What are the languages and dialects spoken in Central Macedonia?


Central Macedonia is one of the thirteen administrative regions of Greece, situated in the north of the country. It covers an area of 18,811 km2 and has a population of about 1.9 million people. The region is home to a diverse linguistic landscape, with several languages and dialects spoken by different ethnic and religious groups.

In this blog post, we will explore the languages and dialects spoken in Central Macedonia, their historical origins, their current status and their linguistic features. We will focus on the following languages and dialects:

  • Greek
  • Turkish
  • Aromanian
  • Megleno-Romanian
  • Pomak
  • Slavic


Greek is the official language of Greece and the most widely spoken language in Central Macedonia. It belongs to the Hellenic branch of the Indo-European language family and has a long and rich history dating back to the ancient times. Greek has several dialects that vary in pronunciation, vocabulary and grammar, but they are generally mutually intelligible.

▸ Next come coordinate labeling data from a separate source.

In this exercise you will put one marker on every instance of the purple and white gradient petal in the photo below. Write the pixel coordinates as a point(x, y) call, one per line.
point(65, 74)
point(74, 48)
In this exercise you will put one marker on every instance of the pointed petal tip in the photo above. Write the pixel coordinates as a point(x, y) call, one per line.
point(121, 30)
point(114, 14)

In Central Macedonia, the most common dialect of Greek is Northern Greek, which is spoken in the prefectures of Thessaloniki, Imathia, Kilkis, Pella, Pieria and Serres. Northern Greek has some distinctive features, such as:

  • The use of instead of before velar consonants, e.g. anápa ‘breath’ instead of aŋápa.
  • The use of instead of before front vowels, e.g. galiá ‘milk’ instead of gjiá.
  • The use of instead of before , e.g. miʃíri ‘Egypt’ instead of mísiri.
  • The use of instead of , e.g. patsás ‘butcher’ instead of patʃás.
  • The use of the future tense with θa instead of ʝa, e.g. θa páo ‘I will go’ instead of ʝa páo.
  • The use of the subjunctive mood with instead of námi, e.g. ná fígo ‘let me go’ instead of námi fígo.
  • The use of the particle for emphasis or interrogation, e.g. pú rɛ pás? ‘where are you going?’.

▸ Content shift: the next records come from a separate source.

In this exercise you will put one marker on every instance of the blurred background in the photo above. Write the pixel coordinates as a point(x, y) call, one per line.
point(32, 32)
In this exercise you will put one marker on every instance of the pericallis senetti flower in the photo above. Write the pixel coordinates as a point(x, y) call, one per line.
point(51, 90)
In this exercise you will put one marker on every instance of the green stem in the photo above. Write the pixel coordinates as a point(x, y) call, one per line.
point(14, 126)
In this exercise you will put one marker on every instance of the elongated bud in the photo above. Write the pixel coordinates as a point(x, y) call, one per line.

In addition to Northern Greek, there are also some speakers of Cappadocian Greek in Central Macedonia, mainly in the prefecture of Kilkis. Cappadocian Greek is a dialect that was originally spoken in Cappadocia, a region in central Turkey, by Greek Orthodox Christians who migrated to Greece after the population exchange of 1923. Cappadocian Greek has been influenced by Turkish and other languages and has some unique features, such as:

  • The loss of vowel length and stress distinctions.
  • The use of vowel harmony, e.g. kuzúlu ‘lamb’ vs. kizíli ‘red’.
  • The use of postpositions instead of prepositions, e.g. sora mu ‘on me’ vs. ména sora.
  • The use of suffixes for grammatical cases, e.g. kuzúlu-nu ‘the lamb (accusative)’ vs. kuzúlu-sa ‘the lamb (genitive)’.
  • The use of Turkish loanwords, e.g. baʃí ‘head’ vs. kɛfalí.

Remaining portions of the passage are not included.